La titrisation des créances clients s’est imposée par les besoins du marché. Et, c’est l’ONEE qui y a eu recours en premier, accompagné par Maghreb Titrisation.
La loi permettant de monétiser les créances existantes et futures pour préfinancer un chiffre d’affaires a elle, été promulguée en 2012.
Il faut savoir à propos de l’ONEE qu’il s’agit d’un acteur public qui distribue un produit de première nécessité, l’électricité, dont les prix sont fixés par le gouvernement pour chacune des catégories d’électricité distribuée, donnant à l’ONEE le rôle d’une caisse de compensation.
Ainsi, le chiffre d’affaires de l’ONEE est réglementé, mais, par contre, ses charges sont libres. Certaines courantes, comme le fuel ou encore le charbon, subissent les variations des cours mondiaux qui engendrent un coût de risque de change sur ses achats en devises.
D’autres, comme les charges de structures de l’ONEE liées aux programmes d’investissements, sont en croissance continue.
Partant, l’ONEE n’avait pas la possibilité de se constituer une capacité d’autofinancement, son résultat d’exploitation était structurellement déficitaire sans compter que le coût financier des emprunts pesait aussi sur ses performances, rendant son bilan peu attrayant, pour s’adresser aux banques pour se financer.
La restructuration de l’ONEE s’est faite d’une part, par un apport de l’État de deux milliards de dirhams et une augmentation graduelle du prix de l’électricité à partir de 2014, et d’autre part, grâce à la signature de contrats programmes avec l’Etat en 2014, 2015, 2016 et 2017. Par ailleurs, la baisse du coût du baril a contribué à baisser les charges de l’ONEE, l’aidant ainsi à sortir de l’impasse.
Pour financer le retour à l’équilibre de l’Office et normaliser sa situation financière, l’idée avait germé de recourir à la titrisation pour satisfaire ses besoins de financements.
Le principe même de la titrisation consistait à permettre à l’Office d’offrir aux investisseurs un pool d’actifs beaucoup moins risqués que l’Office lui-même et notamment des créances commerciales sur ses clients de la haute et la très haute tension, qui se traduisent par des créances sur une année revolving.
Ainsi, depuis 2013, l’ONEE a procédé à des sorties annuelles qui au départ, n’étaient pas faciles à placer.
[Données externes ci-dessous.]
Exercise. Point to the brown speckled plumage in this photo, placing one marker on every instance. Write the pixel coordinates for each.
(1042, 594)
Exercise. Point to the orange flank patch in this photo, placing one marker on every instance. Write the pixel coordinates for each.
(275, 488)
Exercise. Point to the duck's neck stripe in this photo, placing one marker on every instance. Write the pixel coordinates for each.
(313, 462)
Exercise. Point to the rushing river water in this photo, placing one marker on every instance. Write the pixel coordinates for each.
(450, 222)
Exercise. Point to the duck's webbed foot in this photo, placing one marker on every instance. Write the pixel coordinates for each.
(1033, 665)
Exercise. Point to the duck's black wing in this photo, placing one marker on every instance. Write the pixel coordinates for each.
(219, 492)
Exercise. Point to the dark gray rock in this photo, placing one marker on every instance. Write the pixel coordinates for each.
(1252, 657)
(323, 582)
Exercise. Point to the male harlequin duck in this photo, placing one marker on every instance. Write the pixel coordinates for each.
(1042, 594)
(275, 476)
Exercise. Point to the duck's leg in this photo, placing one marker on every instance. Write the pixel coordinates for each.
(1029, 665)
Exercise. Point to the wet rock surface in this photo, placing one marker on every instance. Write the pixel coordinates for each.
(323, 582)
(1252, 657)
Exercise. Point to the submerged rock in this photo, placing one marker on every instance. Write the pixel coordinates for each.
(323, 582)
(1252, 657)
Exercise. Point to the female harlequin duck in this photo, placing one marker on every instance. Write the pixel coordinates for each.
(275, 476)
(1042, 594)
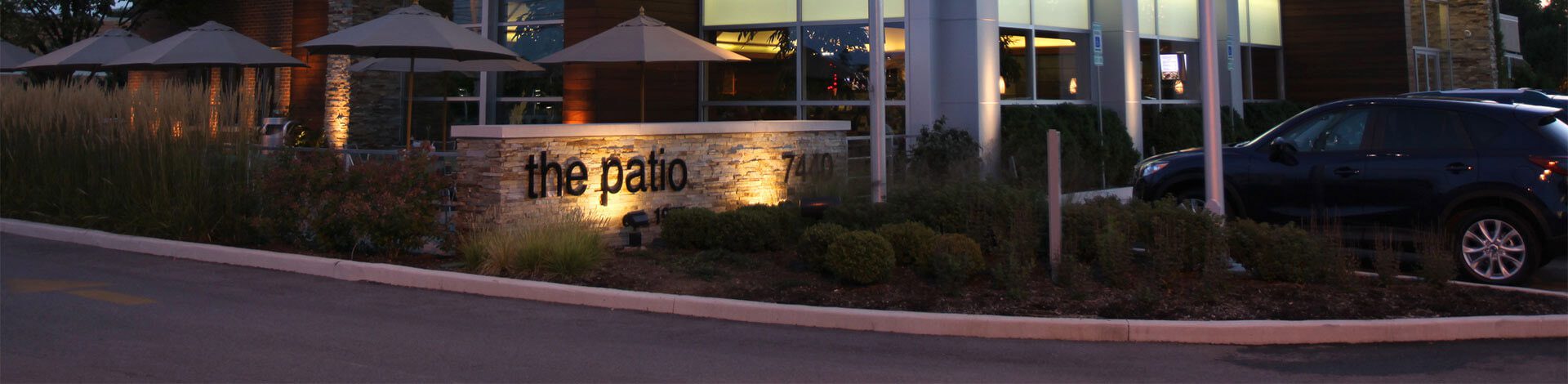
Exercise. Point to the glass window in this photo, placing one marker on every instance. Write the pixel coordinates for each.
(532, 42)
(1015, 65)
(845, 10)
(746, 11)
(1414, 129)
(768, 76)
(1012, 11)
(1170, 69)
(1338, 131)
(530, 10)
(448, 85)
(1263, 22)
(750, 114)
(838, 63)
(1178, 18)
(529, 112)
(1058, 68)
(1147, 18)
(1062, 13)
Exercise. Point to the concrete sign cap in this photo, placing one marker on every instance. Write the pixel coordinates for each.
(11, 57)
(211, 44)
(412, 32)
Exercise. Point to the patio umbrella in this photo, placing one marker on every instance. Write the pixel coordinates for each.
(439, 65)
(412, 32)
(11, 57)
(642, 39)
(90, 54)
(211, 44)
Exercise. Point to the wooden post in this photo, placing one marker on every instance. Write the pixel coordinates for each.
(1054, 198)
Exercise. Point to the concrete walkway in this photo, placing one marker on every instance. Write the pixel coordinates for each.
(73, 312)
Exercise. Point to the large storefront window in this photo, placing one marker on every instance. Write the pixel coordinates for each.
(1015, 65)
(1170, 69)
(768, 76)
(1045, 51)
(1060, 68)
(809, 60)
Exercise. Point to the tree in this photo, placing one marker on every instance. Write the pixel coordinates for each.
(44, 25)
(1544, 41)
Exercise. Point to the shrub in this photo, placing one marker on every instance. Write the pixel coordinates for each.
(814, 243)
(910, 240)
(946, 153)
(1097, 155)
(314, 201)
(862, 257)
(569, 245)
(692, 230)
(866, 215)
(995, 215)
(952, 259)
(1281, 252)
(1437, 259)
(750, 230)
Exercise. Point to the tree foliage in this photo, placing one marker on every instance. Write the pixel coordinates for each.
(1544, 41)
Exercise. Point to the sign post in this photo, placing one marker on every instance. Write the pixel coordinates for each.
(1213, 159)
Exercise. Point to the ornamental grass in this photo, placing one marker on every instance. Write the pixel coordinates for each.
(158, 160)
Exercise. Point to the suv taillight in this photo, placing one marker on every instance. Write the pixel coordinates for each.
(1552, 165)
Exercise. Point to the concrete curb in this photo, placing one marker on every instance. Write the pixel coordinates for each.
(1082, 329)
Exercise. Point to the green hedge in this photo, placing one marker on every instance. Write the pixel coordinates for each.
(1090, 153)
(1176, 127)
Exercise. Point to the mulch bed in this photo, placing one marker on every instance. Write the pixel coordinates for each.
(780, 278)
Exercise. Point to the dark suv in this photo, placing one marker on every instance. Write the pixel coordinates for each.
(1493, 176)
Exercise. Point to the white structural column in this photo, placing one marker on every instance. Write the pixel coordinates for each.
(1121, 88)
(1213, 159)
(879, 126)
(968, 61)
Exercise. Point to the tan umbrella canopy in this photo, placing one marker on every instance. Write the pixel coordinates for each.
(211, 44)
(91, 52)
(412, 32)
(642, 39)
(11, 57)
(439, 65)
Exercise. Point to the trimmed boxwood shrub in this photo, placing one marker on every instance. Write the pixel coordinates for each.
(692, 230)
(750, 230)
(910, 240)
(814, 243)
(1090, 151)
(952, 259)
(862, 257)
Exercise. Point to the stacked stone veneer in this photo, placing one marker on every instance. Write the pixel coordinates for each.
(725, 172)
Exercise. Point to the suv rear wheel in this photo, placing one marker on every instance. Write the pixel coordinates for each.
(1494, 247)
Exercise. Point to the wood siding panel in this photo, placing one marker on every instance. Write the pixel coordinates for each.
(1339, 49)
(608, 92)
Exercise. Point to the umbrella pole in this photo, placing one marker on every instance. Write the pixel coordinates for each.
(642, 92)
(408, 107)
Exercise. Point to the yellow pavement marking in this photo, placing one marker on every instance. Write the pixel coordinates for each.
(114, 297)
(29, 286)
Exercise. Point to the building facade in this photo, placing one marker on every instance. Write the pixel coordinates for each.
(956, 60)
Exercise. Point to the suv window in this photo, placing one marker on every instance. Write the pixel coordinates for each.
(1419, 129)
(1482, 131)
(1336, 131)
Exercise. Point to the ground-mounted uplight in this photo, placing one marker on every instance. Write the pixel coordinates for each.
(634, 221)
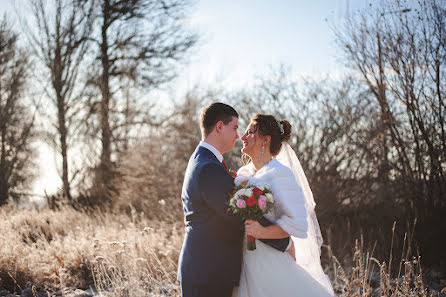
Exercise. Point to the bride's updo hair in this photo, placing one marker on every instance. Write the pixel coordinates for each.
(267, 125)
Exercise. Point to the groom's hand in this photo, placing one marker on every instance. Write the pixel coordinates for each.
(254, 229)
(292, 251)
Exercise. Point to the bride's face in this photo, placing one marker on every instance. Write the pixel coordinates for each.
(251, 141)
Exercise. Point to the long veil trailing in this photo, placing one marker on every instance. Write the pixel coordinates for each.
(308, 250)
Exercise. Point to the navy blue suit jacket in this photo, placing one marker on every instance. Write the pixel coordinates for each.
(212, 249)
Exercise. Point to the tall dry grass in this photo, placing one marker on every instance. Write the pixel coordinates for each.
(66, 249)
(129, 255)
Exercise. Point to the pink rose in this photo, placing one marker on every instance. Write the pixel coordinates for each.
(240, 192)
(262, 202)
(241, 203)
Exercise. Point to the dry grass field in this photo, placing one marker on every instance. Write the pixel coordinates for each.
(67, 252)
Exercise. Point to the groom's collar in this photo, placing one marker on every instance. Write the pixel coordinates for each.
(212, 149)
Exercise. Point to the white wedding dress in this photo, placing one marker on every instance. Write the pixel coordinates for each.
(267, 272)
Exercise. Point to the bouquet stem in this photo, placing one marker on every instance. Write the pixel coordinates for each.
(251, 244)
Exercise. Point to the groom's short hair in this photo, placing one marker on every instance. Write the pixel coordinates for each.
(214, 113)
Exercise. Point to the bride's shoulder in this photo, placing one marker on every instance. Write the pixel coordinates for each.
(278, 169)
(245, 170)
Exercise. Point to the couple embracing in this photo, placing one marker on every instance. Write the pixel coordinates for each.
(214, 261)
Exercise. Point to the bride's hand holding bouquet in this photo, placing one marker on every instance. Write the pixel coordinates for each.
(251, 202)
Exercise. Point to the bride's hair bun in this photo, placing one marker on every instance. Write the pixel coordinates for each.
(285, 129)
(279, 131)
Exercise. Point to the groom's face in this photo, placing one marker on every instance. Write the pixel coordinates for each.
(229, 134)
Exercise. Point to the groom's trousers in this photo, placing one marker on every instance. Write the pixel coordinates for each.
(200, 291)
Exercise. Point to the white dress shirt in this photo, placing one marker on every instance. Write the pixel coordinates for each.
(212, 149)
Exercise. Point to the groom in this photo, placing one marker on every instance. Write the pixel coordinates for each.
(210, 259)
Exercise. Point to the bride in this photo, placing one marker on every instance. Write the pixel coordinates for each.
(267, 272)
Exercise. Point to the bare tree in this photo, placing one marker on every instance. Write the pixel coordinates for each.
(60, 43)
(16, 120)
(399, 52)
(139, 44)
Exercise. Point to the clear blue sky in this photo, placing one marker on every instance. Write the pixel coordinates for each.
(243, 38)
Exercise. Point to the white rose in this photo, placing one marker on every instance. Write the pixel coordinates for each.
(248, 192)
(269, 197)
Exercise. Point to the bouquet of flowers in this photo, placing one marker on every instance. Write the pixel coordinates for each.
(251, 202)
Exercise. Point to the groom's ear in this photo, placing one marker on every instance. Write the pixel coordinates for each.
(219, 126)
(268, 139)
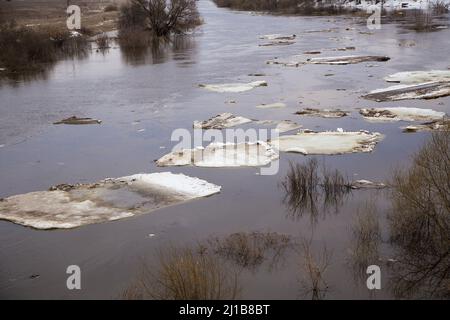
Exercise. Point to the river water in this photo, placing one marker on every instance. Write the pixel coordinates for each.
(142, 99)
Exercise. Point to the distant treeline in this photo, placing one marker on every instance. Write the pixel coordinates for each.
(284, 6)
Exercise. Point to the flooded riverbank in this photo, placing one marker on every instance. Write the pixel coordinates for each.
(143, 97)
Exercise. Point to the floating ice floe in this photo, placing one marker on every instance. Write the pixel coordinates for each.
(428, 90)
(276, 105)
(367, 184)
(217, 154)
(75, 34)
(401, 114)
(312, 52)
(328, 143)
(70, 206)
(437, 125)
(287, 125)
(221, 121)
(412, 77)
(234, 87)
(75, 120)
(281, 125)
(324, 113)
(294, 61)
(278, 36)
(277, 43)
(346, 59)
(345, 49)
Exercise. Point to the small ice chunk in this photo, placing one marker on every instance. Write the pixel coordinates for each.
(248, 154)
(411, 77)
(287, 125)
(324, 113)
(221, 121)
(401, 114)
(76, 121)
(427, 90)
(234, 87)
(278, 36)
(275, 105)
(346, 59)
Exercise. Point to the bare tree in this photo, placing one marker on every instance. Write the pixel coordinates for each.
(169, 16)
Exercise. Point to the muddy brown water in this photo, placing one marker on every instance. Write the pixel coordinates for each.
(158, 91)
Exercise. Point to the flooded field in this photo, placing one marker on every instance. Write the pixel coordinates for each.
(141, 97)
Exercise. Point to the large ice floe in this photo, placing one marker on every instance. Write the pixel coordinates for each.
(233, 87)
(70, 206)
(294, 61)
(276, 105)
(217, 154)
(324, 113)
(281, 125)
(401, 114)
(328, 143)
(427, 90)
(277, 40)
(436, 125)
(221, 121)
(347, 59)
(298, 60)
(411, 77)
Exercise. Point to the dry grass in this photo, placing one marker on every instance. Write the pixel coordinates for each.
(185, 274)
(439, 7)
(306, 185)
(313, 269)
(52, 13)
(27, 52)
(102, 41)
(420, 222)
(366, 238)
(250, 250)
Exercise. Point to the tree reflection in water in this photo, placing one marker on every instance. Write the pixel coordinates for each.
(420, 223)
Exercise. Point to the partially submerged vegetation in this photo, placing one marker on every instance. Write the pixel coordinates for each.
(185, 274)
(313, 270)
(366, 239)
(31, 52)
(304, 7)
(250, 249)
(420, 222)
(307, 185)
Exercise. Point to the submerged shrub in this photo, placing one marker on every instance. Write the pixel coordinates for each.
(26, 50)
(161, 17)
(250, 250)
(420, 222)
(185, 274)
(307, 184)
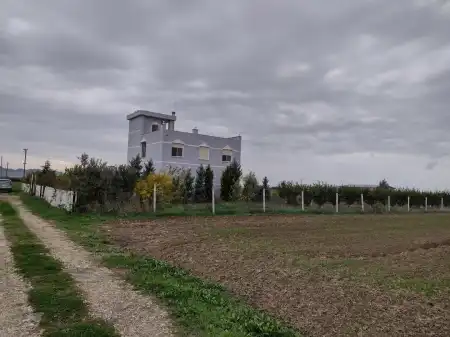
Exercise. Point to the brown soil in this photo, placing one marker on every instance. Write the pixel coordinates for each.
(380, 275)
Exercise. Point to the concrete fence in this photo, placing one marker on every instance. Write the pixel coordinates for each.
(57, 198)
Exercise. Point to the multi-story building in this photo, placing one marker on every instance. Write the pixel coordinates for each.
(153, 136)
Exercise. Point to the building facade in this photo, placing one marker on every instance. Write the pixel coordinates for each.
(153, 136)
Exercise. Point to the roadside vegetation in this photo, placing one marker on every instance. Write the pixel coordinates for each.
(200, 308)
(54, 294)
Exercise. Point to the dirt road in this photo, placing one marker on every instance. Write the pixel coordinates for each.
(113, 300)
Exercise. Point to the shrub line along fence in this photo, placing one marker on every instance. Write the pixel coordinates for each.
(67, 200)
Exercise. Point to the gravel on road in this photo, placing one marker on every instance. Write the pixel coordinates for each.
(109, 298)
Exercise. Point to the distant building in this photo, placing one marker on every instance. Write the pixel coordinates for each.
(153, 136)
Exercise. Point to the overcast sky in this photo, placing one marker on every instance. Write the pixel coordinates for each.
(348, 91)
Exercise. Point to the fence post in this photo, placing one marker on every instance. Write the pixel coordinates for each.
(337, 202)
(154, 198)
(303, 200)
(213, 201)
(264, 200)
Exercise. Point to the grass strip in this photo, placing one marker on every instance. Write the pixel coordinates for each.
(200, 308)
(54, 294)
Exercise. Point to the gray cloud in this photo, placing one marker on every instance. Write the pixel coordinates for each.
(349, 92)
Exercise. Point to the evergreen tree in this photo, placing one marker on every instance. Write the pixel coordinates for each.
(265, 186)
(199, 190)
(209, 182)
(188, 187)
(149, 168)
(250, 190)
(230, 182)
(136, 165)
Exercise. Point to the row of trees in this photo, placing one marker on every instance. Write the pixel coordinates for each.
(99, 185)
(321, 193)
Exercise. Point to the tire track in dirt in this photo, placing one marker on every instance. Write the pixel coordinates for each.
(16, 316)
(113, 300)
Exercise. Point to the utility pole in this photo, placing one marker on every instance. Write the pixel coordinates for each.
(25, 162)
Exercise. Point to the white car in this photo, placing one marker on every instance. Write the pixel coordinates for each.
(5, 185)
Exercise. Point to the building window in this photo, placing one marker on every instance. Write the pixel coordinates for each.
(177, 151)
(143, 149)
(203, 153)
(226, 156)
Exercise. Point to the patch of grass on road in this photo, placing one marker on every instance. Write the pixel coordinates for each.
(200, 308)
(54, 294)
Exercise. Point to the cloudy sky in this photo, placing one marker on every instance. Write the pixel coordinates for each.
(349, 91)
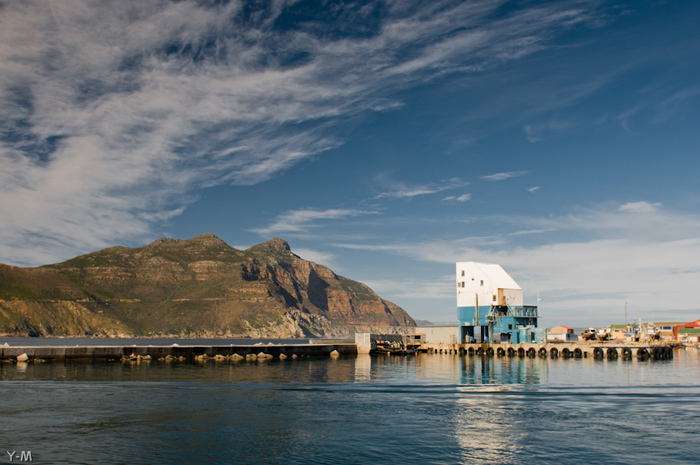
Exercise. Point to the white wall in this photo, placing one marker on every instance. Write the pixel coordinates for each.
(439, 334)
(480, 282)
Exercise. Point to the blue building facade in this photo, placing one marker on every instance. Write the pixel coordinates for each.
(490, 305)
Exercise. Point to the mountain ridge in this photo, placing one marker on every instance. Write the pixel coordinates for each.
(198, 287)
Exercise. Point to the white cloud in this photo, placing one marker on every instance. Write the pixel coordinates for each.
(625, 256)
(113, 112)
(401, 191)
(301, 221)
(639, 207)
(504, 176)
(461, 198)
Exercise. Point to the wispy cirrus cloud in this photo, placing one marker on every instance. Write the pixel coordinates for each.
(504, 176)
(115, 114)
(402, 191)
(458, 198)
(628, 254)
(301, 221)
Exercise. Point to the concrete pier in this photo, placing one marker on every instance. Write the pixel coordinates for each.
(105, 353)
(600, 350)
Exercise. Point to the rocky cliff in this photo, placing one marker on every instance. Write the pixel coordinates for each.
(199, 287)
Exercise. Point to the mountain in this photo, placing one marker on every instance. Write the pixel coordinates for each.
(199, 287)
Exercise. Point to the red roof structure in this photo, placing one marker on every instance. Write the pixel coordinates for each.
(692, 324)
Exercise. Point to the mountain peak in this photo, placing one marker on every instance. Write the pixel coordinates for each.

Aujourd’hui, ces outils de titrisation sont très demandés par les investisseurs.
Le papier ONEE, très attractif !
En effet, il s’agit d’un papier sans risque, avec un rendement optimisé.
Et, sachant qu’aujourd’hui le marché est en phase de surliquidité, que les sorties du Trésor sont moindres, les investisseurs sont à la recherche d’un papier dont ils maîtrisent le risque, avec une prédictibilité certaine, des mécanismes de rehaussement des crédits et un provisionnement antérieur à la date de paiement.
Toutes les garanties nécessaires sont là pour offrir aux investisseurs des titres de très bonne qualité, assortis d’un très bon risque.
La preuve est que l’opération actuelle de titrisation de 1,5 milliard de dirhams des créances commerciales de l’ONEE n’est assortie que d’une prime de risque de 65 pb au lieu de 100 pb appliqués lors des premières sorties, soit un taux annuel de 2,98%.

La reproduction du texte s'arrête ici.